What Role Will Australia Play in U.S.-China Competition?

With the United States, Australia, and the United Kingdom ramping up bilateral efforts through AUKUS–finalizing the timeline for the delivery of conventionally armed nuclear-powered submarines, promising deepening ties via intelligence sharing, and aiding in capacity building for the maintenance of the submarines–Australia is solidifying its position as a key component of the United States’ Asia strategy. Canberra has just released its Defense Strategic Review, which recommends a significant ramp-up to meet the perceived Chinese threat. At the same time, China and Australia have begun engaging substantively again after a long gap, and bilateral economic tensions appear to be easing. One year after a new government led by Anthony Albanese took over in Canberra, where does the U.S.-Australia alliance stand? What is the significance of the emerging thaw between China and Australia? Could Australia play a moderating role in the increasingly fraught U.S.-China rivalry despite its defense buildup? To hear the answers to these questions and more, join us for an updated take from our three insightful panelists who we also featured last year: Bec Strating, Associate Professor of Politics and International Relations at La Trobe University; Hugh White, Emeritus Professor of Strategic Studies at the Australian National University; and Sam Roggeveen, Director of the International Security Program at the Lowy Institute. Sarang Shidore, Director of Studies and Senior Research Fellow at the Quincy Institute, will moderate.

Panelists

Bec Strating

Bec Strating is the Director of La Trobe Asia and an Associate Professor in Politics and International Relations in the Department of Politics, Media and Philosophy at La Trobe University, Melbourne. Her research focuses on maritime disputes in Asia and Australian foreign and defence policy. She has an extensive track record in writing research publications including three monographs, most recently "Defending the Maritime Rules-Based Order" (2020). In 2019, she was awarded an Asian Studies Visiting Fellowship to research at the East West Center in Washington DC for three months. She has also been a visiting affiliate fellow at the Institute of Southeast Asian Studies in Singapore, an affiliated researcher at Georgetown University, and non-resident fellow at the Perth US Asia Centre.

Hugh White

Professor Hugh White AO FASSA is Emeritus Professor of Strategic Studies at the Australian National University in Canberra. He spent much of his career in the Australian Government, including as International Relations Advisor to Prime Minister Bob Hawke and Deputy Secretary for Strategy in the Department of Defence. He was the founding Director of the Australian Strategic Policy Institute, and from 2004 to 2011 he was Head of ANU’s Strategic and Defence Studies Centre. His major publications include Power Shift: Australia’s future between Washington and Beijing, [2010], The China Choice: Why America should share power, [2012], Without America: Australia’s future in the New Asia [2017], and How to defend Australia [2019]. In the 1970s he studied philosophy at the universities of Melbourne and Oxford.

Sam Roggeveen

Sam Roggeveen is Director of the Lowy Institute’s International Security Program. Before joining the Lowy Institute, he was a senior strategic analyst in Australia’s peak intelligence agency, the Office of National Assessments, where his work dealt mainly with North Asian strategic affairs, including nuclear strategy and Asian military forces. Sam writes for newspapers and magazines in Australia and around the world on Australian foreign and defence policy, and strategic trends in Asia. He is a regular commentator on the Lowy Institute’s digital magazine, The Interpreter, of which he was the founding editor from 2007 to 2014. Sam has a long-standing interest in politics and political philosophy, and in 2019 he wrote Our Very Own Brexit: Australia's Hollow Politics and Where it Could Lead Us, about the hollowing out of Western democracy and its implications for Australia. Sam also serves as editor of the Lowy Institute’s flagship publication, the Lowy Institute Papers.

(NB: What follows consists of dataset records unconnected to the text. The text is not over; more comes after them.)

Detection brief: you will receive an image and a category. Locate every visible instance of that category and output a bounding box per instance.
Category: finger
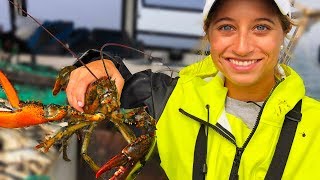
[66,79,76,106]
[71,68,98,112]
[73,95,84,112]
[74,77,93,110]
[66,70,82,110]
[67,90,84,112]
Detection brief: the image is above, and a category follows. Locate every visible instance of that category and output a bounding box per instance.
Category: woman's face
[208,0,285,89]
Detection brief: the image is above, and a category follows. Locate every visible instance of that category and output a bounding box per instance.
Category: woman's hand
[66,59,124,112]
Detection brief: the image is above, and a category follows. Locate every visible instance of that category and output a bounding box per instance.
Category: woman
[67,0,320,179]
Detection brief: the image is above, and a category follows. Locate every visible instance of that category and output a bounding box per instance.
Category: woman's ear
[204,34,209,41]
[285,24,292,34]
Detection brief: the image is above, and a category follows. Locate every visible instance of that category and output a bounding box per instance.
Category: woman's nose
[232,32,254,57]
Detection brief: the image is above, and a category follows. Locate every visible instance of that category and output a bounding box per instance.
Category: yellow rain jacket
[156,56,320,179]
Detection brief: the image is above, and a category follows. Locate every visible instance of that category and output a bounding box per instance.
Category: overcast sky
[0,0,123,31]
[298,0,320,8]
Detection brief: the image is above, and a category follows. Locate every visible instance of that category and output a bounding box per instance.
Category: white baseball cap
[203,0,292,20]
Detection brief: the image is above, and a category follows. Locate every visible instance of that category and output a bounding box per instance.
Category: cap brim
[203,0,291,20]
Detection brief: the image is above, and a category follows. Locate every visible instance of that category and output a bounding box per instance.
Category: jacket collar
[179,72,228,126]
[260,65,305,127]
[179,56,305,128]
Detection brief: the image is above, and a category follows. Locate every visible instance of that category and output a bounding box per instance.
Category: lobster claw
[52,66,76,95]
[0,71,20,109]
[0,71,68,128]
[0,71,46,128]
[96,135,156,179]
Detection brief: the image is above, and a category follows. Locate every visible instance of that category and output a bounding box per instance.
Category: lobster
[0,0,157,179]
[0,64,157,179]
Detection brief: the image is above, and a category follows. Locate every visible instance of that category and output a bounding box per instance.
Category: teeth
[229,59,257,66]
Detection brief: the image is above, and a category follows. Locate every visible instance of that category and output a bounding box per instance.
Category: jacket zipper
[229,79,283,179]
[178,78,284,179]
[230,147,244,180]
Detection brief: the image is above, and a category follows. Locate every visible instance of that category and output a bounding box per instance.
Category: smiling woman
[35,0,320,179]
[204,0,290,102]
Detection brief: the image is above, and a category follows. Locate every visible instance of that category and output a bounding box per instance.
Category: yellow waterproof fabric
[156,56,320,179]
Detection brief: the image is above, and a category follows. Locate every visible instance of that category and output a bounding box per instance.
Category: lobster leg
[83,113,106,122]
[62,139,72,161]
[120,107,157,139]
[36,121,92,152]
[81,123,101,172]
[110,113,137,144]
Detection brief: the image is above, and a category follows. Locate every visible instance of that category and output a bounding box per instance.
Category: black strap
[265,99,302,180]
[193,125,208,180]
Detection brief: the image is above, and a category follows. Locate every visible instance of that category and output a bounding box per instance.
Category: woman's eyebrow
[213,17,235,24]
[254,18,276,25]
[213,17,276,25]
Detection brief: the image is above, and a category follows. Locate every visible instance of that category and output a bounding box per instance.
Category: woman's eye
[219,25,234,31]
[255,25,268,31]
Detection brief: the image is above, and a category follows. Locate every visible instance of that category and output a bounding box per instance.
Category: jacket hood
[179,55,218,79]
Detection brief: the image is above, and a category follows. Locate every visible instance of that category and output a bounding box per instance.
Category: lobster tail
[0,71,20,108]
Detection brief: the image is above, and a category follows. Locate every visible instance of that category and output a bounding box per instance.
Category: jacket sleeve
[121,69,178,120]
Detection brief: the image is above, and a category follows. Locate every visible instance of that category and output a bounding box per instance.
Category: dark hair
[203,0,293,36]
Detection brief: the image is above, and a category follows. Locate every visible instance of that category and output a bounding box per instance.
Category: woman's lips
[225,58,262,71]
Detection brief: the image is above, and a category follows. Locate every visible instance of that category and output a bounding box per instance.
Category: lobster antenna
[99,43,164,79]
[8,0,98,80]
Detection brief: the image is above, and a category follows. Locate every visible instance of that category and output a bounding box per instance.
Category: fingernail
[77,101,84,107]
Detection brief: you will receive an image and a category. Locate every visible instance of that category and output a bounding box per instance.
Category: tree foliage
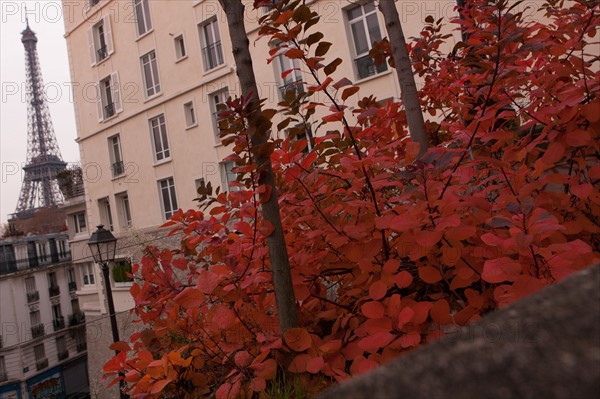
[104,0,599,397]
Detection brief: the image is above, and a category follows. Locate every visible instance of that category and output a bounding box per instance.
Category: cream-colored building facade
[61,0,458,397]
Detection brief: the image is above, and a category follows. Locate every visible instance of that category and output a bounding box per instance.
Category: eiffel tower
[12,19,67,219]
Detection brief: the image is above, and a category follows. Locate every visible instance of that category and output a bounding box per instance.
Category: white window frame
[346,1,387,79]
[158,177,178,220]
[25,276,37,294]
[108,134,124,178]
[98,197,114,232]
[149,114,170,162]
[87,14,114,66]
[73,212,87,234]
[274,42,303,100]
[210,88,229,143]
[30,310,41,327]
[184,101,197,128]
[81,262,96,287]
[200,19,224,71]
[34,343,46,364]
[116,192,132,229]
[96,72,122,122]
[134,0,152,37]
[220,161,242,192]
[140,50,161,98]
[174,34,187,60]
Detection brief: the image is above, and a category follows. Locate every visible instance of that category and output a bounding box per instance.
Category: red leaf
[174,287,204,309]
[288,354,312,373]
[369,280,388,300]
[285,48,304,59]
[284,328,312,352]
[150,379,173,395]
[362,301,385,319]
[393,271,413,288]
[357,332,395,352]
[418,266,443,284]
[430,299,452,324]
[306,356,325,374]
[482,257,522,283]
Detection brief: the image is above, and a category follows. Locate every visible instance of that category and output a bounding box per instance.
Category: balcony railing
[279,80,305,101]
[0,371,7,382]
[31,324,45,338]
[69,311,85,327]
[68,281,77,292]
[49,285,60,297]
[97,45,108,61]
[27,291,40,303]
[57,166,84,200]
[111,161,125,178]
[77,342,87,352]
[36,358,49,371]
[53,316,65,331]
[202,41,224,70]
[58,350,69,361]
[104,102,115,119]
[355,54,387,80]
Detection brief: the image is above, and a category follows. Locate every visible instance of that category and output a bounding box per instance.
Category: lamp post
[88,225,128,399]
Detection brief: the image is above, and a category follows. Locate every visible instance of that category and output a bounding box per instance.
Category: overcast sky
[0,1,80,224]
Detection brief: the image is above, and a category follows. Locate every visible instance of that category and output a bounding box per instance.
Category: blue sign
[0,383,22,399]
[26,367,65,399]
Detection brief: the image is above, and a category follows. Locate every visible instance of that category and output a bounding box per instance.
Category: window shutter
[104,15,114,55]
[96,83,104,122]
[111,72,123,113]
[87,27,96,65]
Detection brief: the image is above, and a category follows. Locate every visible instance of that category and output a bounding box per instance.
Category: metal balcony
[31,324,45,338]
[76,342,87,352]
[69,311,85,327]
[36,358,48,371]
[49,285,60,297]
[53,316,65,331]
[111,161,125,178]
[97,45,108,61]
[104,102,115,119]
[27,291,40,303]
[58,350,69,361]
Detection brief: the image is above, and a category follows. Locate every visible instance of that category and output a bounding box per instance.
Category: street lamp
[88,225,128,399]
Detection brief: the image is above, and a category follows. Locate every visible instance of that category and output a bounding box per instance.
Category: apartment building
[61,0,456,396]
[0,232,89,399]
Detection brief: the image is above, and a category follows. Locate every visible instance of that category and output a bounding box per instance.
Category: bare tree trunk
[217,0,298,333]
[378,0,428,158]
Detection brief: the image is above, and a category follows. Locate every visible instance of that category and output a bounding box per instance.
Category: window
[81,262,96,287]
[174,34,186,60]
[73,212,87,234]
[134,0,152,36]
[30,310,44,338]
[98,198,114,231]
[34,344,47,370]
[25,276,39,303]
[200,19,224,70]
[184,101,197,128]
[211,88,229,143]
[149,114,170,161]
[116,192,132,229]
[48,272,59,297]
[67,267,76,291]
[52,304,65,331]
[347,1,387,79]
[108,134,124,178]
[220,161,242,191]
[287,124,314,153]
[97,73,122,121]
[141,50,161,98]
[87,15,113,65]
[275,43,303,100]
[37,242,48,262]
[56,336,68,360]
[112,259,134,285]
[158,177,178,220]
[0,356,6,382]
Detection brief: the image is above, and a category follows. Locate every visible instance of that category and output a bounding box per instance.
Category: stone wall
[318,265,600,399]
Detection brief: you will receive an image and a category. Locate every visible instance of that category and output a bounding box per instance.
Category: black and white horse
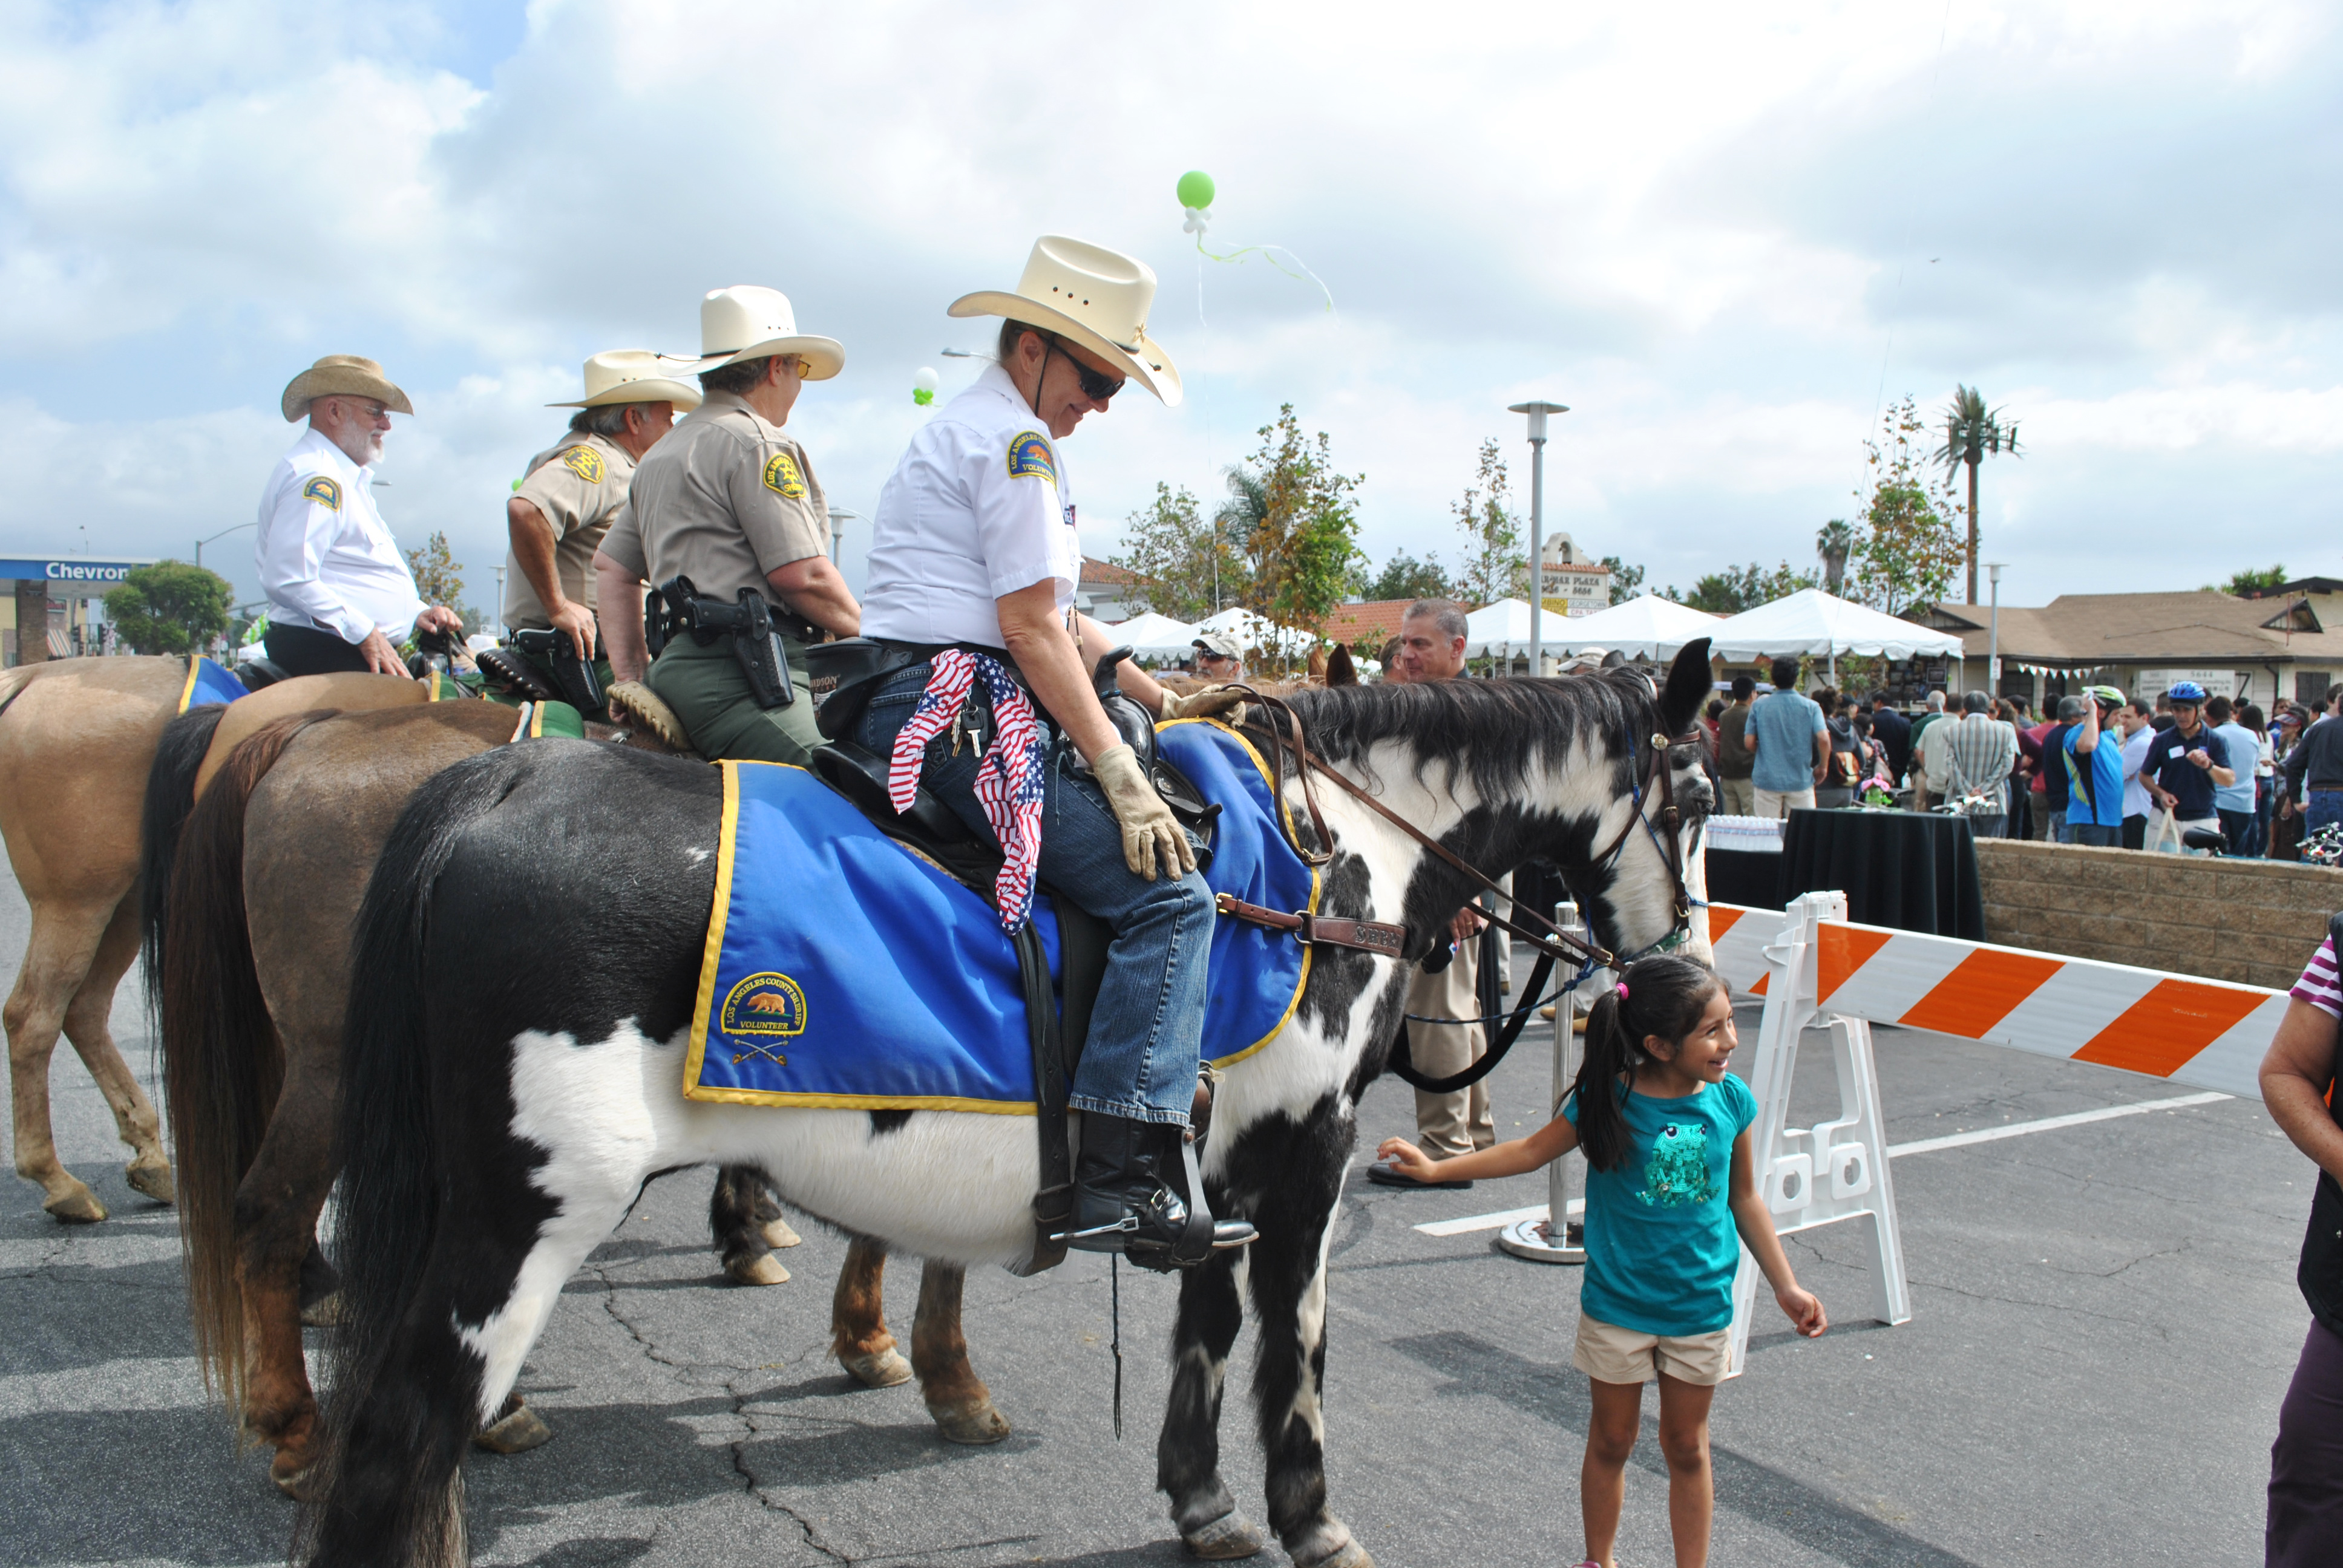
[302,644,1715,1568]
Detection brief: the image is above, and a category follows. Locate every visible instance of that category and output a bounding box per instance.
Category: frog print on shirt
[1637,1122,1715,1207]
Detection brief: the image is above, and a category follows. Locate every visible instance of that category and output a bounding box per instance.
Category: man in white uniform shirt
[256,354,460,676]
[854,237,1250,1267]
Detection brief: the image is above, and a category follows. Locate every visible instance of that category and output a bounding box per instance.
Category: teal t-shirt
[1562,1073,1758,1336]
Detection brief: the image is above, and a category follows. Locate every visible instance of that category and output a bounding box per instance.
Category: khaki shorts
[1572,1312,1731,1387]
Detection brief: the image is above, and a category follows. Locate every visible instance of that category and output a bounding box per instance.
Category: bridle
[1228,685,1702,976]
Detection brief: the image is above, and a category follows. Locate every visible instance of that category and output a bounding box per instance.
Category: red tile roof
[1319,600,1415,648]
[1080,556,1147,587]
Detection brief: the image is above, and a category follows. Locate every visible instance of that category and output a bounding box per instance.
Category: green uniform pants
[646,632,822,765]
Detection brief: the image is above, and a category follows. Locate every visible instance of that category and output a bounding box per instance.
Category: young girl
[1377,954,1827,1568]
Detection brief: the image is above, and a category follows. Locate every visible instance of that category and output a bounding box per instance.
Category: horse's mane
[1273,671,1656,803]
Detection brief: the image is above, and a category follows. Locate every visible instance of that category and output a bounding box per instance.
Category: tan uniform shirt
[624,390,829,605]
[503,431,635,630]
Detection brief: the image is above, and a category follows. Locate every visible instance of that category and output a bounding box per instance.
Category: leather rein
[1225,684,1700,975]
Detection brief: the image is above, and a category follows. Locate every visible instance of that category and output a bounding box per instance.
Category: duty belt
[649,575,811,710]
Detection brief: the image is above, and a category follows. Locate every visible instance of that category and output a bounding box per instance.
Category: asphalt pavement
[0,857,2316,1566]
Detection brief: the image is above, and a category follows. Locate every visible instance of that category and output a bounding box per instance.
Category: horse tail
[303,748,532,1568]
[0,663,38,723]
[137,704,230,1023]
[157,710,333,1405]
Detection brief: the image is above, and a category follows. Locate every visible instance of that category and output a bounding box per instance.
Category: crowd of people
[1696,656,2333,858]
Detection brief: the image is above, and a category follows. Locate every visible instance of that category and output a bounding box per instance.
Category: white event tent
[1461,598,1533,659]
[1708,588,1965,675]
[1195,606,1313,652]
[1103,611,1201,659]
[1549,596,1723,661]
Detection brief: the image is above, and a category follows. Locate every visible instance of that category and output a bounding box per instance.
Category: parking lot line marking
[1884,1090,2231,1158]
[1414,1204,1547,1238]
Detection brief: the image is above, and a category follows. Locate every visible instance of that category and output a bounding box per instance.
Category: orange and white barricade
[1713,891,2284,1377]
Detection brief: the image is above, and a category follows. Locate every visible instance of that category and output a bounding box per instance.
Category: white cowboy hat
[547,350,705,411]
[281,354,413,422]
[687,286,844,381]
[948,235,1182,407]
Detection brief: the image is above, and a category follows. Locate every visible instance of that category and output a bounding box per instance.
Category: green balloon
[1176,169,1216,211]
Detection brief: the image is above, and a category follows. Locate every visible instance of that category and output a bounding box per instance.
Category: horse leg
[912,1260,1009,1445]
[58,892,172,1203]
[709,1163,791,1285]
[4,900,115,1221]
[831,1233,911,1387]
[1158,1247,1268,1558]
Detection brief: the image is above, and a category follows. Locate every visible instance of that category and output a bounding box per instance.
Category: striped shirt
[2293,937,2342,1021]
[1942,714,2019,812]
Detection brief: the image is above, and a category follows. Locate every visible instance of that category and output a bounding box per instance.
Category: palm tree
[1213,466,1269,616]
[1934,385,2020,605]
[1815,519,1855,595]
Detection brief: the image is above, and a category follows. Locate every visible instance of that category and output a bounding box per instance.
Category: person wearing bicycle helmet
[2061,685,2129,847]
[2141,681,2234,851]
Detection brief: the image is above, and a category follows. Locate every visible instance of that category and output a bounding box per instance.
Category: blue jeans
[2307,791,2343,838]
[2218,807,2258,858]
[856,665,1212,1126]
[2063,821,2121,848]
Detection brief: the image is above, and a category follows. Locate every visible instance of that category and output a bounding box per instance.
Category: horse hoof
[840,1348,913,1388]
[930,1399,1011,1445]
[473,1402,554,1454]
[727,1251,790,1287]
[761,1216,802,1249]
[1182,1512,1267,1558]
[43,1183,106,1224]
[1291,1537,1372,1568]
[125,1156,175,1205]
[300,1291,345,1328]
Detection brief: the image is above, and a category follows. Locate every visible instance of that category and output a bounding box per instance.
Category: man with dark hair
[1868,688,1912,791]
[2284,691,2343,840]
[2207,695,2261,854]
[2141,681,2233,850]
[1715,674,1757,815]
[2120,699,2157,848]
[2039,694,2083,841]
[1746,656,1827,818]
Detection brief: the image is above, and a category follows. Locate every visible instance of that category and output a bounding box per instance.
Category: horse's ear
[1307,645,1329,682]
[1659,638,1712,736]
[1325,644,1358,687]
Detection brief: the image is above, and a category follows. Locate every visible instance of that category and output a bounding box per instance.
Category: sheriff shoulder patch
[763,451,807,500]
[301,475,342,511]
[561,444,606,484]
[1006,430,1057,485]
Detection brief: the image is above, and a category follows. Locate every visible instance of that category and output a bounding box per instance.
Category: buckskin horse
[301,644,1715,1567]
[150,697,1013,1497]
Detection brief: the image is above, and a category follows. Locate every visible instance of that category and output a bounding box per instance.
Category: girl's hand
[1374,1137,1438,1181]
[1776,1283,1827,1338]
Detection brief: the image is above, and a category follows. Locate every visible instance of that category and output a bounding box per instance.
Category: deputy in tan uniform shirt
[622,286,859,765]
[505,351,701,696]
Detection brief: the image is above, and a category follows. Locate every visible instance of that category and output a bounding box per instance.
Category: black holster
[655,575,798,710]
[510,629,605,713]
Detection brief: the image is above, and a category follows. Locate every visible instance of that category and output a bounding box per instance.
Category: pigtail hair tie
[1614,981,1630,1000]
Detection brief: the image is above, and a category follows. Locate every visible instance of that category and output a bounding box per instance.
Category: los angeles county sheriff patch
[763,452,807,499]
[560,444,606,484]
[301,475,342,511]
[718,970,806,1067]
[1006,431,1057,486]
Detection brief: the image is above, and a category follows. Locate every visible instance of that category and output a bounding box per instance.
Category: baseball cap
[1193,632,1242,660]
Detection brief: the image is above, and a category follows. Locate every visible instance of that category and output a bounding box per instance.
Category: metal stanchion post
[1499,901,1587,1264]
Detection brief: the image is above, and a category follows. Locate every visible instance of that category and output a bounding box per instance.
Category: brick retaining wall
[1973,838,2339,990]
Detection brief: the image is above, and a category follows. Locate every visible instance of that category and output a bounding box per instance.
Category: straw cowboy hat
[688,287,844,381]
[548,350,705,411]
[281,354,413,422]
[949,235,1182,406]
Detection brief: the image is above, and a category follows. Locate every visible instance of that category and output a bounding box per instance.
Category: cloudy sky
[1,0,2333,616]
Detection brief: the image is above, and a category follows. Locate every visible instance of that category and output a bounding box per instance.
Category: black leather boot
[1066,1114,1256,1270]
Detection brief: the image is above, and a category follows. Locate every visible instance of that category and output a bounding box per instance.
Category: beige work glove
[1157,685,1248,726]
[1092,743,1197,881]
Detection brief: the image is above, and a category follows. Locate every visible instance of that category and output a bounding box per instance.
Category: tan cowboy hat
[687,287,844,381]
[548,350,705,411]
[949,235,1182,407]
[281,354,413,422]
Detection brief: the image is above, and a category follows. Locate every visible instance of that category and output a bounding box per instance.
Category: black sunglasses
[1043,335,1123,402]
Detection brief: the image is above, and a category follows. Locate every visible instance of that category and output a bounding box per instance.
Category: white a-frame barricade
[1710,890,2283,1379]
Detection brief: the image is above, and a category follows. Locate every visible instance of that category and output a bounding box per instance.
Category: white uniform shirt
[862,362,1079,647]
[255,428,427,644]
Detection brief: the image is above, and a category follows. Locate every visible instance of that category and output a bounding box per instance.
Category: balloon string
[1193,238,1337,314]
[1196,249,1208,330]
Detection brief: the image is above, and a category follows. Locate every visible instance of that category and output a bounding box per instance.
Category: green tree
[1450,439,1526,606]
[1224,406,1365,665]
[1112,483,1240,623]
[1815,519,1855,594]
[403,531,482,632]
[1854,397,1967,615]
[1363,549,1454,603]
[102,560,234,655]
[1662,561,1818,615]
[2209,564,2289,596]
[1933,384,2020,605]
[1601,555,1645,606]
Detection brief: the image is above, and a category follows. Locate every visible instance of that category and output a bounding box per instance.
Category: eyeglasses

Sarang Shidore (Moderator)

Sarang Shidore is Director of Studies at the Quincy Institute. His areas of research and analysis are geopolitical risk, grand strategy, and energy/climate security, with a special emphasis on Asia. Sarang has collaborated and published with multiple organizations including the Asian Peace Program, Brookings Institution, Center for Strategic and International Studies, Council on Foreign Relations, Council on Strategic Risks, Oxford Analytica, Paulson Institute, Stimson Center, UK Ministry of Defense, and Woodwell Climate Research Center. He has more than 80 publications to his credit in journals, edited volumes, and media outlets in his areas of expertise. Prior to his current role at the Quincy Institute, Sarang was a senior research scholar at the University of Texas at Austin and senior global analyst at the geopolitical risk firm Stratfor Inc. and earlier also spent a decade in product management in the technology industry.